MP vai investigar Prevent sobre mortes de pacientes


(Divulgação)

O Ministério Público de São Paulo vai investigar se a Prevent Senior cometeu crime de homicídio contra pacientes internados na rede durante a pandemia. Promotores da força-tarefa esperam apenas a chegada de documentos da CPI da Covid para iniciar as investigações. A rede de planos de saúde já é investigada pela CPI por suspeita de falsidade ideológica e omissão de notificação de casos da doença.

De acordo com um dossiê entregue à comissão parlamentar de inquérito, várias pessoas teriam morrido após serem submetidas ao "tratamento precoce" com o "kit covid" oferecido pela operadora, com sede em São Paulo.

Se ficar comprovado que foi dato aos pacientes o kit covid com cloroquina, azitromicina e ivermectina, remédios ineficazes contra a doença, os responsáveis poderão responder por crime de homicídio.

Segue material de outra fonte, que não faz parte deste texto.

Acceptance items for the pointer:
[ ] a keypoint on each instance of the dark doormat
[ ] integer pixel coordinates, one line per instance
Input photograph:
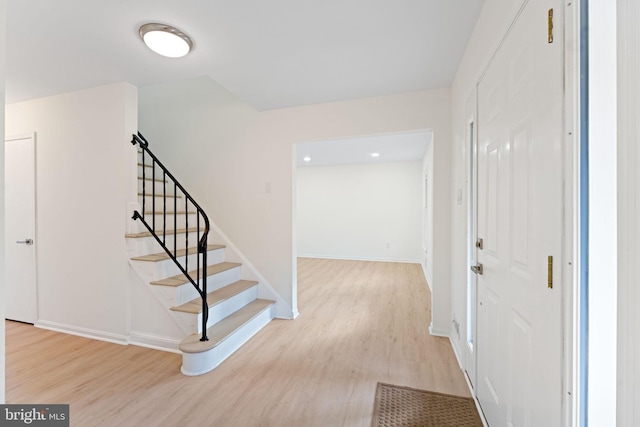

Nesta terça-feira 28), a CPI ouvirá a advogada Bruna Morato, representante dos médicos que trabalharam na Prevent Senior e elaboraram o dossiê com as diversas denúncias sobre o tratamento da empresa aos pacientes com covid-19, inclusive com a alteração de prontuários.

A CPI quer saber se a operadora usou indiscriminadamente remédios sem eficácia comprovada pela ciência, e se realizou experimentos com pacientes sem autorização das famílias e da Comissão Nacional de Ética em Pesquisa (Conep) e se esses estudos teriam sido usados pelo Ministério da Saúde por meio do "gabinete paralelo”.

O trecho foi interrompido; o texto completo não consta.